I told [Tiny] he better go ahead and distribute the loaves and fishes and pray God for Willie to arrive by two o'clock. (2.396)
Jack is constantly comparing Willie to Christ. Part of this is a comment on what the people of the state want. They want their political leader to be as close to their idea of Jesus as possible.
[Willie Stark:] "And it came to him with the powerful force of God's own lightening […]" (2.447)
Willie goes all out in this first speech (during which is completely drunk). He flat out tells the people he was chosen by God, and brings up the issue of the schoolhouse to prove it.
But for the present I would lie there […] and feel the holy emptiness and blessed fatigue of a saint after the dark night of the soul. (7.179)
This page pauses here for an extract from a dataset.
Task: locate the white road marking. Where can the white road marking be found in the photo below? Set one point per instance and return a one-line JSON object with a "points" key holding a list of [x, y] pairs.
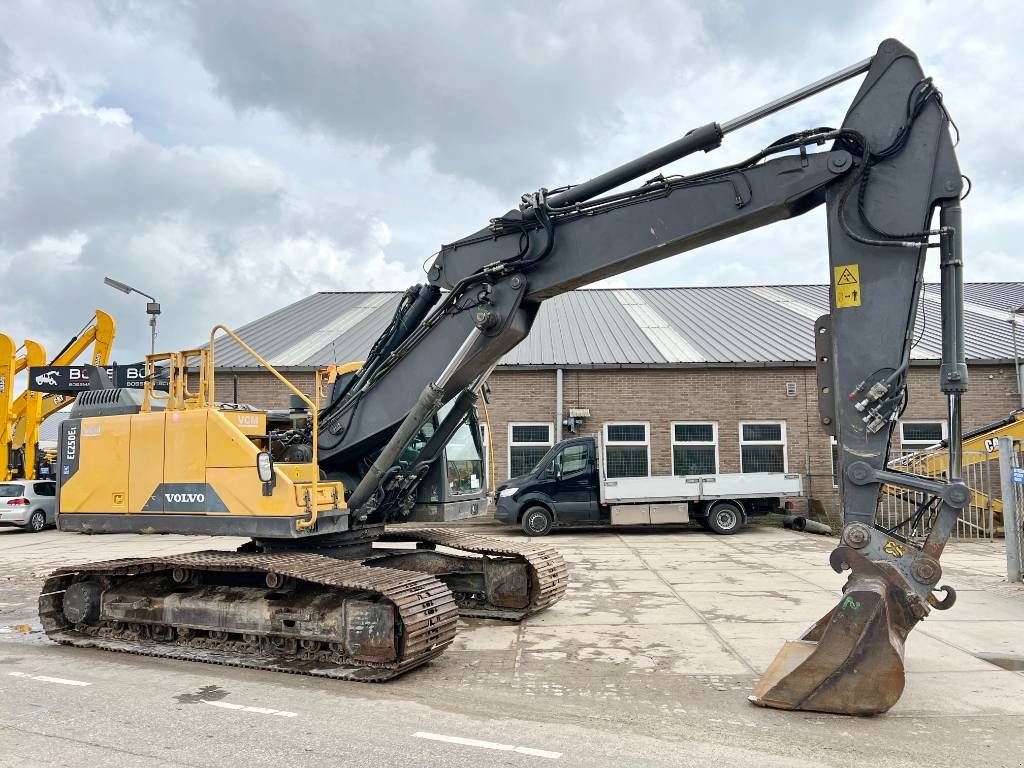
{"points": [[47, 679], [488, 744], [254, 710]]}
This is Jack's third period of the Great Sleep. It seems like this sleep is almost a religion to Jack when he experiences it. When life gets too heavy or too light, some people turn to God, and some turn to other things. Jack turns to sleep.
But those tracts he wrote were crazy, I thought back then. I thought God cannot be Fullness of Being. (3.421)
Ellis Burden's religious beliefs have a lot to do with Jack's general cynicism toward all things religious looking, sounding, or tasting. This lines suggest that Jack might, at the end of the story, have come to see something true in what he originally thought was "crazy."
You are at one with the Great Twitch. (8.14)
Jack calls this a "mystical experience" but doesn't realize he's in danger of reliving what went down between Ellis and his mother. Ellis found out about Jack's mother and Judge Irwin, and he created his own special brand of Christianity. Jack finds out about Anne and Willie and creates his own "religion" to deal with it.
[Willie Stark:] "He'll be all right."
[Lucy Stark:] "God grant it." (9.298-99)This conversation between Lucy and Willie is repeated several times as they wait to learn about Tom. Willie can't surrender his hope for his son to God. Yet, it's all Lucy can do.
But later, much later, he woke up one morning to discover that he did not believe in the Great Twitch anymore. (10.438)
Jack doesn't tell us if he found a religion to replace the Great Twitch. If the pattern of his life holds, Jack will continue to ponder religion for some time to come.